Can Elizabeth Warren capture the Democratic nomination and even the White House? Can her utterly unique blend of political progressivism and economic populism; of small-town-Middle-American-single-working-mother values and Harvard Law School professorship; of writing books for the masses which discuss elite topics . . . actually work? (Senator Warren has written more than a dozen books. My favorites include A Fighting Chance, This Fight is Our Fight: the Battle to Save America’s Middle Class, All Your Worth: The Ultimate Lifetime Money Plan, and The Two-Income Trap: Why Middle-Class Parents Are (Still) Going Broke.
Can Elizabeth Warren succeed? Can she actually grab the Democratic nomination and then defeat ‘45? To be honest, I do not know the answer; my crystal ball has been in the repair shop since early November 2016. What I do know is that she is not the radical her opponents accuse her of being; rather, she is running against a radical who has instilled fear and silence in his supporters and both hatred and total fatigue in his challengers. Simply stated, Elizabeth Warren is surging in the polls because the more people learn about her and hear what she has to say, the more they realize just how refreshing and revitalizing a bipolar opposite can be.

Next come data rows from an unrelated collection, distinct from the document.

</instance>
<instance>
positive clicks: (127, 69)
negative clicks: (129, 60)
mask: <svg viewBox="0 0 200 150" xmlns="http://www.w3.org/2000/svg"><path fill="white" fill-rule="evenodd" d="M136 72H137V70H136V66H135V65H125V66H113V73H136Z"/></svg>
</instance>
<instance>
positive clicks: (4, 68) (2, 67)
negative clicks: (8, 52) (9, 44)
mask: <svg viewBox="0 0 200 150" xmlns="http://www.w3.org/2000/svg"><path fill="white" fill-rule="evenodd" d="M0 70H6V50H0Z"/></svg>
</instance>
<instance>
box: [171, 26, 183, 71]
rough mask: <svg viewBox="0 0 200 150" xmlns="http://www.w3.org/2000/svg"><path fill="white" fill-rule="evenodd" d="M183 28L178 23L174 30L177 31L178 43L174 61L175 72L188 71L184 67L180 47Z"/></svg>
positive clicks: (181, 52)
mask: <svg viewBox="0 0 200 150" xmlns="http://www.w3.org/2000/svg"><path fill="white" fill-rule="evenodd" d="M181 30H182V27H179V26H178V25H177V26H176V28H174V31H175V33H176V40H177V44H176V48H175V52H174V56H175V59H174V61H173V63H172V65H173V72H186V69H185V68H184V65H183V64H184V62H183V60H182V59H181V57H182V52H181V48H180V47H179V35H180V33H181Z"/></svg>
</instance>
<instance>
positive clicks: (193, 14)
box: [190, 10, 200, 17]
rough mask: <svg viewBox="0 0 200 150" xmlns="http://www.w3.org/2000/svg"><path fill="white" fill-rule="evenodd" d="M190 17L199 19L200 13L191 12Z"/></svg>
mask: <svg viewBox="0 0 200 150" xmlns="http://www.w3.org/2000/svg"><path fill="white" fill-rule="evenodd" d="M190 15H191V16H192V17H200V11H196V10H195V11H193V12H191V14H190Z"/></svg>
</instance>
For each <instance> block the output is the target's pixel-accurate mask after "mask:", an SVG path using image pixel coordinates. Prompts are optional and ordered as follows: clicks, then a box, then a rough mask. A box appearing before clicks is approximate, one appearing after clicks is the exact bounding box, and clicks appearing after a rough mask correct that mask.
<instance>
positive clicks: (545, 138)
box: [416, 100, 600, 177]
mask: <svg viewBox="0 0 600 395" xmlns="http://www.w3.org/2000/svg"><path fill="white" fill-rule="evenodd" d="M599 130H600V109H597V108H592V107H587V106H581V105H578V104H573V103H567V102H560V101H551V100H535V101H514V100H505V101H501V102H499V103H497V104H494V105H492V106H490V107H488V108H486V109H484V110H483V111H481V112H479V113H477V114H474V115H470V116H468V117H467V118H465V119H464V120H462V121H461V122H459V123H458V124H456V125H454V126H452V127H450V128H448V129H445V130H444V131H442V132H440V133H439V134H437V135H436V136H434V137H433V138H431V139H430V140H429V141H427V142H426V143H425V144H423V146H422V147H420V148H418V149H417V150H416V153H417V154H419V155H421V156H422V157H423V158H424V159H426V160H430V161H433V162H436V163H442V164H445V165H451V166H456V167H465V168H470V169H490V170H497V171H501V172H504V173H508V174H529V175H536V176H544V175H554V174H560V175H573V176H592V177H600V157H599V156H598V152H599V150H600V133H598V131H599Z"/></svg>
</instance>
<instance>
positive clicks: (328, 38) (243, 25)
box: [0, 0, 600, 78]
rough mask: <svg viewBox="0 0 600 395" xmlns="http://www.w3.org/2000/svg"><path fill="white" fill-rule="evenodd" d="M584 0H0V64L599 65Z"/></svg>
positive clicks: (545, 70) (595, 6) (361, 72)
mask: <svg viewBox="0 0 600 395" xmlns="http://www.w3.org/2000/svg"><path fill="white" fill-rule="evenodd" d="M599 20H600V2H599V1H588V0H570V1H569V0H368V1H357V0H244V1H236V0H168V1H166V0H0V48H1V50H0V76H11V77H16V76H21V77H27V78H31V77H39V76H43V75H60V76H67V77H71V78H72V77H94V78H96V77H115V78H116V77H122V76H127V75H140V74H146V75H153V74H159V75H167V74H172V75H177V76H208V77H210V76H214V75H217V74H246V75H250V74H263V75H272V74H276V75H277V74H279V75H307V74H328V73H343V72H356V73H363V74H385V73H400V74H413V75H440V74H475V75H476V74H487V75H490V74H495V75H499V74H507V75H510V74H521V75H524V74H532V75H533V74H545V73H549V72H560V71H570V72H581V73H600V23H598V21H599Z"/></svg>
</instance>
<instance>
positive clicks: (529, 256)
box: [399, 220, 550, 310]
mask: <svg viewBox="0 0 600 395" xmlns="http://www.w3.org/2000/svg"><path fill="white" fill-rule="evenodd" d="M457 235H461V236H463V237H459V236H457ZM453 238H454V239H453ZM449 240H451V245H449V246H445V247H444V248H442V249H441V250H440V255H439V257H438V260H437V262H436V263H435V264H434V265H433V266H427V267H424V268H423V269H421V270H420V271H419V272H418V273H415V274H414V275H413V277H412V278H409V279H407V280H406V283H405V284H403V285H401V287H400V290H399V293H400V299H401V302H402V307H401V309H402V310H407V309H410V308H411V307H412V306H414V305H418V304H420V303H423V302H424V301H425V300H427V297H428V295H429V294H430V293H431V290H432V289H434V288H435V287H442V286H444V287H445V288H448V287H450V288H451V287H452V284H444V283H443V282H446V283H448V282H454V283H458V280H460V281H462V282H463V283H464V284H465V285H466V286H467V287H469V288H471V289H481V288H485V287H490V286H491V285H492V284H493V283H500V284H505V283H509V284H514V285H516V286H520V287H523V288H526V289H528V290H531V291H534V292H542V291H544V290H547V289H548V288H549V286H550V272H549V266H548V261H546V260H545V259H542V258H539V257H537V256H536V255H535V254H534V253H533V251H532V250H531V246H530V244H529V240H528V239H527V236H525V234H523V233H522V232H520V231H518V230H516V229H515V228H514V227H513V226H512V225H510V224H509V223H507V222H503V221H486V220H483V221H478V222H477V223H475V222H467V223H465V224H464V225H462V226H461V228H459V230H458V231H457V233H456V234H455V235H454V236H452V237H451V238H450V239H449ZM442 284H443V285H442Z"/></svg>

The more ‘45 calls her Pocahontas, accuses her of being a Socialist and an effete intellectual snob without engaging her in serious debate about all the serious dinner-table issues she has spent a lifetime dealing with, the more obvious it will be that the emperor has no clothes . . . and even fewer brains.
When it comes to running against Donald Trump, Elizabeth Warren can honestly say “I have a plan for that too!”
508 days left until the 2020 election.